Tableau is a very powerful data visualization tool. The more I use it, though, the weirder it is to me from a UI standpoint.  I find it both easier and harder to use that it’s nearest competitor, Microsoft Power BI.
I coded and tested an update to one of my iOS apps tonight. It has been too long since I touched Xcode. I have been working more evening hours this year than ever before—mainly because I am on dad duty during daytime hours—and don’t get to work on my hobbies as much as I used to.
My son lost his first tooth today! It happened while he was at school, eating an apple. His teacher wrapped it up for us and sent it home with a note.
iOS 16 is very nice! I am enjoying the new Lock Screens and how they tie to the system Focus feature.
My idea to eat healthier on my vacation was poorly conceived. 😅
Whitefield, New Hampshire, band concert. My father-in-law is playing a song he arranged and my kids are dancing and running around the town green.
It is my family’s annual drive off to vacation day. We are all excited. I will be driving pretty much all day.
I am supposed to be packing my tech gear for my vacation, so of course I am updating all my Linux boxes and freeing up space on my file server instead.
Yesterday I wiped my old iPad, which was running iPadOS 16 developer beta 3, and reinstalled iOS 15.6. Of course, an hour after I did so, a new developer beta was released that may have fixed the Music app crashing bugs that were vexing me.
🎵 Today’s listen: Gold by Sister Sparrow. Apple Music labels it an “Alternative” album, but it is blue-eyed soul all the way. My favorite track is “Can’t Get You Out of My Mind”; it’s fierce and fun.
My writing as a child:
Why use a small word when a big word will do?
My writing as an adult:
Why use a big word when a small word will do?
🎵 Today’s listen: firstborn by Nicolle Gaylon. It is a veteran country songwriter’s first album. It is full of autobiographical songs which are, interestingly, chronologically ordered from birth to death.
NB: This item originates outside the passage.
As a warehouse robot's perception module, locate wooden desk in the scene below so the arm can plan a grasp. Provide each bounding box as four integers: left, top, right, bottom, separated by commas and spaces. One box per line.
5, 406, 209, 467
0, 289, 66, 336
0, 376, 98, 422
The Music app on the most recent iPadOS 16 developer’s beta crashes a lot. I regret installing the beta for this reason, but it was on a device I could live without, and I did need to test one of my apps.
I don’t need a better notes app. I need to take better notes.
I want to install Linux on an old PC that I have. After looking at all sorts of reviews and videos showing the various desktops and distros I could try, I came to the conclusion that boring old standard Ubuntu would probably suit me best.